Correlation Between BCB Bancorp and Barings BDC
Can any of the company-specific risk be diversified away by investing in both BCB Bancorp and Barings BDC at the same time? Although using a correlation coefficient on its own may not help to predict future stock returns, this module helps to understand the diversifiable risk of combining BCB Bancorp and Barings BDC into the same portfolio, which is an essential part of the fundamental portfolio management process.
By analyzing existing cross correlation between BCB Bancorp and Barings BDC, you can compare the effects of market volatilities on BCB Bancorp and Barings BDC and check how they will diversify away market risk if combined in the same portfolio for a given time horizon. You can also utilize pair trading strategies of matching a long position in BCB Bancorp with a short position of Barings BDC. Check out your portfolio center. Please also check ongoing floating volatility patterns of BCB Bancorp and Barings BDC.

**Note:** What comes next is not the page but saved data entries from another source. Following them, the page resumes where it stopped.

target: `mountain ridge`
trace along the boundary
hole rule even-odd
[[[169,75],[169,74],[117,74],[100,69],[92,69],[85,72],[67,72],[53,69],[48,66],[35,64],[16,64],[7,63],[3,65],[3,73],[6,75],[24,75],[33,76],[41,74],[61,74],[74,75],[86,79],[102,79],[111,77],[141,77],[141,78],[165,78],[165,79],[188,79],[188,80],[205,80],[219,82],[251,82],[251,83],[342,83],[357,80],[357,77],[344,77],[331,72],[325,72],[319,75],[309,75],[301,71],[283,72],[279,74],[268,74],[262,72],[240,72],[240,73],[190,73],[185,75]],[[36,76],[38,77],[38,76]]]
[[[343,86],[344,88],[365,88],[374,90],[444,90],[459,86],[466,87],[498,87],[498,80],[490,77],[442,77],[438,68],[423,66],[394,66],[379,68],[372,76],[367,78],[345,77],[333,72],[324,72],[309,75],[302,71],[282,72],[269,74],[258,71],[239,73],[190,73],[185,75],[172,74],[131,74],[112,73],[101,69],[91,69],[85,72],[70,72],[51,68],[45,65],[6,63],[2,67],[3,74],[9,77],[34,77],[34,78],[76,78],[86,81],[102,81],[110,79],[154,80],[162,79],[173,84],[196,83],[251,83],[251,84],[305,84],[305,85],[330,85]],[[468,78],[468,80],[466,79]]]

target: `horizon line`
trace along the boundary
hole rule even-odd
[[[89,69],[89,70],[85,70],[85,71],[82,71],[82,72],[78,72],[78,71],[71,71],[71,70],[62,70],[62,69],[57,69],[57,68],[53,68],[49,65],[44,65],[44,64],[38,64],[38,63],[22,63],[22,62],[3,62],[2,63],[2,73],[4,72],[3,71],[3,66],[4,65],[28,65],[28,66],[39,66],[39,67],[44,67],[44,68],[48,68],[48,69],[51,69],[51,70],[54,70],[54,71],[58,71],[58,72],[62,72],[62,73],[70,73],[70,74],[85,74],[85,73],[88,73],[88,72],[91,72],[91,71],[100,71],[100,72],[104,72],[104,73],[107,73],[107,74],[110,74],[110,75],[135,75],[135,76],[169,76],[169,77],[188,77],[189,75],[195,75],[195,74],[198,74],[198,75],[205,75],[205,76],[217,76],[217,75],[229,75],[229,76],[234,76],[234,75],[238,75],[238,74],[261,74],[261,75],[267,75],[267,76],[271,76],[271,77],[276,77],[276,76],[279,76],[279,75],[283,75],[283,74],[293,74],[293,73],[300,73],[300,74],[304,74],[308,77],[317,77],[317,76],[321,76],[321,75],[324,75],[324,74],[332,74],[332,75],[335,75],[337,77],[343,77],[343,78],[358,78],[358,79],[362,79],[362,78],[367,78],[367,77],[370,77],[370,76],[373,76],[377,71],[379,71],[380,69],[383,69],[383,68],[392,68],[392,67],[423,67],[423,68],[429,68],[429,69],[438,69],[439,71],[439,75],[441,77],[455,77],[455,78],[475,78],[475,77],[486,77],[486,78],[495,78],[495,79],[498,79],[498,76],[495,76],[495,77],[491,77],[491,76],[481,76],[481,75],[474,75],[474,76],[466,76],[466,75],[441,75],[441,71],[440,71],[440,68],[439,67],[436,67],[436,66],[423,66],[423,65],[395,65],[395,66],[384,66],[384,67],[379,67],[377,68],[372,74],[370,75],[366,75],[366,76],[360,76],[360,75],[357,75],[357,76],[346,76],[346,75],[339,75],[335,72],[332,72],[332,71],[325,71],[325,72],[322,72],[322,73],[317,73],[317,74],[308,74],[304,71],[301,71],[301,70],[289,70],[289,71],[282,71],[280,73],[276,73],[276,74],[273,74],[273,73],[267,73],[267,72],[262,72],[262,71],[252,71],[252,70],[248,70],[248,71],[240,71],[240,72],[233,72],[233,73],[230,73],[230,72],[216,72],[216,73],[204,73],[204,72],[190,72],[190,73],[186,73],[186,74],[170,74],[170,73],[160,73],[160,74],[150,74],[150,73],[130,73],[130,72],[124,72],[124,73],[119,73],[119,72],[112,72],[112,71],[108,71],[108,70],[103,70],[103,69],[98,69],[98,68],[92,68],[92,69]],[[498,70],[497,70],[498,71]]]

Diversification Opportunities for BCB Bancorp and Barings BDC
-0.59 | Correlation Coefficient |
Excellent diversification
The 3 months correlation between BCB and Barings is -0.59. Overlapping area represents the amount of risk that can be diversified away by holding BCB Bancorp and Barings BDC in the same portfolio, assuming nothing else is changed. The correlation between historical prices or returns on Barings BDC and BCB Bancorp is a relative statistical measure of the degree to which these equity instruments tend to move together. The correlation coefficient measures the extent to which returns on BCB Bancorp are associated (or correlated) with Barings BDC. Values of the correlation coefficient range from -1 to +1, where. The correlation of zero (0) is possible when the price movement of Barings BDC has no effect on the direction of BCB Bancorp i.e., BCB Bancorp and Barings BDC go up and down completely randomly.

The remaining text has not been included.